Le frère du jeune homme serait alors intervenu. "La personne dont on voulait contrôler l'identité est remontée dans le wagon et les agents ont tenté de le faire sortir. C'est là qu'il a agressé violemment et mordu l'un d'eux", assure la SNCF qui précise qu'une plainte a été déposée par l'un des agents.

"Ils étaient presque en train de l'étrangler"

Mais pour So Nkoukouta, l'auteur de la vidéo et témoin de la scène, "la morsure n'est intervenue qu'au bout de quelques minutes de combat". Pour lui, c'est un cas de brutalité policière:

"Les agents lui faisaient une clef au cou et étaient presque en train de l'étrangler", raconte-t-il. Face à la violence de la scène, il décrit une quinzaine de passagers "pétrifiés", qui n'ont pas eu le "courage" d'intervenir.

So Nkoukouta affirme par ailleurs posséder la vidéo intégrale. Néanmoins, il explique attendre avant de la publier, préférant d'ici là s'entretenir avec des associations de lutte contre le racisme et les violences policières.

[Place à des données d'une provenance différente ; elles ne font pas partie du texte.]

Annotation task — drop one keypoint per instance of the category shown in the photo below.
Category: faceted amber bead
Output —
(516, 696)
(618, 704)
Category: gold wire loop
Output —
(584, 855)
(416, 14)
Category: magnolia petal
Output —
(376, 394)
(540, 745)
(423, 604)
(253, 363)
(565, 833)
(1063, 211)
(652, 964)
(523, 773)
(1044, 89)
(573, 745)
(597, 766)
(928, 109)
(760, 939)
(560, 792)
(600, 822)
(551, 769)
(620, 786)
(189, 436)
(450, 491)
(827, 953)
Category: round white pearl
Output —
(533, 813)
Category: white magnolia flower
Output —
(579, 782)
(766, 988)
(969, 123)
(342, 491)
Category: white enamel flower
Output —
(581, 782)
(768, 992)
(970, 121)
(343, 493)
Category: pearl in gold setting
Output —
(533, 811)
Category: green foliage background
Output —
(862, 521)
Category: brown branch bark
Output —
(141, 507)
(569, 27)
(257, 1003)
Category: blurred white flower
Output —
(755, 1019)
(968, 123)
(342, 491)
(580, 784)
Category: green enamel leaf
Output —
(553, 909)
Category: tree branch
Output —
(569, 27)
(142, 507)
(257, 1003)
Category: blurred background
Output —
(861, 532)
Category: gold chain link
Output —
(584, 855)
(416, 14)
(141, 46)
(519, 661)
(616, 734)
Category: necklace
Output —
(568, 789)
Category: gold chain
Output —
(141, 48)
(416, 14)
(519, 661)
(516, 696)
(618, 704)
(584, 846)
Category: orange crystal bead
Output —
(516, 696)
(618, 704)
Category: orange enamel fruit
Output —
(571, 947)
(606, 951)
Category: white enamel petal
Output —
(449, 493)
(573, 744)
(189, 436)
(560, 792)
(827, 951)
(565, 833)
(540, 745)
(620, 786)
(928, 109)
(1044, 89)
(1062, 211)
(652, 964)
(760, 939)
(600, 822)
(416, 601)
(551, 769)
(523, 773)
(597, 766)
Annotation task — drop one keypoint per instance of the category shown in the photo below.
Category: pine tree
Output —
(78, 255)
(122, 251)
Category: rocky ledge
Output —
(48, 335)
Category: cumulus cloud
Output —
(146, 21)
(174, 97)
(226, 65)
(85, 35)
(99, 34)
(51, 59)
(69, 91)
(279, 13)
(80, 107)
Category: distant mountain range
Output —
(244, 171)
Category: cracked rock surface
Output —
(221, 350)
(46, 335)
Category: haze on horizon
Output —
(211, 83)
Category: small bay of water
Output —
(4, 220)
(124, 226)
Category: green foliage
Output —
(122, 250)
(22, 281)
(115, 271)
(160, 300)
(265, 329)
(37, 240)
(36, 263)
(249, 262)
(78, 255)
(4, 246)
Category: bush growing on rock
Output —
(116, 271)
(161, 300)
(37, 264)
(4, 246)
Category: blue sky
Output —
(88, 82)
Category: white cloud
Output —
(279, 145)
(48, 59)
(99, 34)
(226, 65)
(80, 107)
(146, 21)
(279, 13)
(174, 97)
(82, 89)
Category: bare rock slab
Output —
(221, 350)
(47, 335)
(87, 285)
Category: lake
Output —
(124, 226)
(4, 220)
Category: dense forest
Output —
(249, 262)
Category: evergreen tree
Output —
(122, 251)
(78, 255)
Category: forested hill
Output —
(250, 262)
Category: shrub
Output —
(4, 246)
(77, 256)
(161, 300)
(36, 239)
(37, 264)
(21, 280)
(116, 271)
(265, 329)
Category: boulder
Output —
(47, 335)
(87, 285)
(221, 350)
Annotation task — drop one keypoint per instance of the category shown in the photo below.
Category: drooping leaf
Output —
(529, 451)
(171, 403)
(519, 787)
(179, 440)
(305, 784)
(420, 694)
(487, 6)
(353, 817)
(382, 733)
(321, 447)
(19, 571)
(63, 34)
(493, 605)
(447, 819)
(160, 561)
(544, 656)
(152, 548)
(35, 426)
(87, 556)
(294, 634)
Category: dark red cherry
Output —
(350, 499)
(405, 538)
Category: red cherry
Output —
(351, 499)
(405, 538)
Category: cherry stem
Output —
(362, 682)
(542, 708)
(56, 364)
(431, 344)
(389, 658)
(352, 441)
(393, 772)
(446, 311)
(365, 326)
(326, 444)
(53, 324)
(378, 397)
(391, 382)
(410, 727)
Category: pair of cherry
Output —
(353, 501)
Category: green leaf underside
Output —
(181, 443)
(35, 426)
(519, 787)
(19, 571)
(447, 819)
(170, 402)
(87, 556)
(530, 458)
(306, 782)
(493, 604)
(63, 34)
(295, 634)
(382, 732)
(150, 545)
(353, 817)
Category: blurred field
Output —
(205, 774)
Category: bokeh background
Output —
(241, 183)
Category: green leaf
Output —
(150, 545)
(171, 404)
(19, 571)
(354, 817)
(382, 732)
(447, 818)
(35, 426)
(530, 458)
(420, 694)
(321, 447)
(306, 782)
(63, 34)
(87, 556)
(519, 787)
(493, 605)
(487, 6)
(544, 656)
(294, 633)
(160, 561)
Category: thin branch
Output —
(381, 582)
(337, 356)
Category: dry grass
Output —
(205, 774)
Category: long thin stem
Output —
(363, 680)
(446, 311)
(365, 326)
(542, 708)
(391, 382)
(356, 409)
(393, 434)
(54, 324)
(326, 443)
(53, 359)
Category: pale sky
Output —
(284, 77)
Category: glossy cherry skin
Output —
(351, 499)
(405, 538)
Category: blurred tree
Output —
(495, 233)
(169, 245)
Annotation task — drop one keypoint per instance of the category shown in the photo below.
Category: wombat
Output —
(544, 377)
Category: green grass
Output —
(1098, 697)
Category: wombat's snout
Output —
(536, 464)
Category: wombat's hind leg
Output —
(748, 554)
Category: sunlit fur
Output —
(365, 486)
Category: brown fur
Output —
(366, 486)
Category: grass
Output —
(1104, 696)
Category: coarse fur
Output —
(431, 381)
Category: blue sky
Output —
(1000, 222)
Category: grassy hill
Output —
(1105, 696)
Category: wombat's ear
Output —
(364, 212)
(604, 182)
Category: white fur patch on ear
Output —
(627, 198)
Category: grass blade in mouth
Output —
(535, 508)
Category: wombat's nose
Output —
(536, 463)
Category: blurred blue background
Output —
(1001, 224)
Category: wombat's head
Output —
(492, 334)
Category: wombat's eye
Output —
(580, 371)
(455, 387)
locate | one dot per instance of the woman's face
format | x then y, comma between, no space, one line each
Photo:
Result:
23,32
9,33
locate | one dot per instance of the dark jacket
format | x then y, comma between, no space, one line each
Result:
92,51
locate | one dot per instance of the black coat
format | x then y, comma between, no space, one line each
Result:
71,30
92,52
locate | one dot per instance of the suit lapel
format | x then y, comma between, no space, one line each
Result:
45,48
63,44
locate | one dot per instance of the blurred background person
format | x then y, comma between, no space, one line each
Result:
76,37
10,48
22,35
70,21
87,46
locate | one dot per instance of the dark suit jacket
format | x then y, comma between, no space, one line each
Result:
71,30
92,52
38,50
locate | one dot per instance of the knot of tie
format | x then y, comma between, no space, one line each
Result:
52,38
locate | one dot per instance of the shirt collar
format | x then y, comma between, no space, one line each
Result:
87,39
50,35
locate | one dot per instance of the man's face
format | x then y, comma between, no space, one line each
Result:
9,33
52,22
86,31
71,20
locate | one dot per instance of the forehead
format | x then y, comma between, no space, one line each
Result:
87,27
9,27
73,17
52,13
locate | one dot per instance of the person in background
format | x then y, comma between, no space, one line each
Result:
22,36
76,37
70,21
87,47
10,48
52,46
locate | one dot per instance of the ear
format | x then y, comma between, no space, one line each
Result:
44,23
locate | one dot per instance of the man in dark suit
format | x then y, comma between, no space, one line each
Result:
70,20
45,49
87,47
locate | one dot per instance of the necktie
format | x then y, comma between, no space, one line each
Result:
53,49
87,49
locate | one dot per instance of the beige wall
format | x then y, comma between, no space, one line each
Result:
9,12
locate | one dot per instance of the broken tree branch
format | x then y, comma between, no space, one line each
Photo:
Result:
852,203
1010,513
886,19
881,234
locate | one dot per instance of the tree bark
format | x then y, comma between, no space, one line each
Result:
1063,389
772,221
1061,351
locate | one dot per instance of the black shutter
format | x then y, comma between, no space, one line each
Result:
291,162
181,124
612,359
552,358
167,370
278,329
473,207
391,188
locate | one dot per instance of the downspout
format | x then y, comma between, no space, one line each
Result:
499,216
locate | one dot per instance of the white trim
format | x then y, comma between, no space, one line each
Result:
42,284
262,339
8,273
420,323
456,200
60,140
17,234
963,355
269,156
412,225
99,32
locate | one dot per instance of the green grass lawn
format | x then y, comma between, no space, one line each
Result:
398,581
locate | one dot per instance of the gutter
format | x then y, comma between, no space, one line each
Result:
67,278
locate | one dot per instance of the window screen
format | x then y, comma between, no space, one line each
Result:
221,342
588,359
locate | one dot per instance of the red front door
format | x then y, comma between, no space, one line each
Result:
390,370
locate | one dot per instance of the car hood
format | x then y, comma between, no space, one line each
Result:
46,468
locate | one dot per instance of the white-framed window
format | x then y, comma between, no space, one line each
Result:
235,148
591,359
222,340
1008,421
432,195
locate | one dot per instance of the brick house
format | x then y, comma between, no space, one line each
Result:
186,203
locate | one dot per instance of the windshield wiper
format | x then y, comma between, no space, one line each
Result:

Depuis la diffusion des images sur les réseaux sociaux, il indique également avoir reçu des messages de menaces.

Cette scène de onze secondes a choqué les internautes dont certains ont établi un parallèle avec l'affaire Adama Traoré, le jeune homme noir décédé le 19 juillet dernier dans des circonstances troubles à la suite de son interpellation par des gendarmes.

Un parallèle que la SNCF n'apprécie visiblement pas, estimant que l'on tente d'établir "une passerelle" orientée "lutte contre le racisme" entre deux affaires qui n'ont "rien à voir".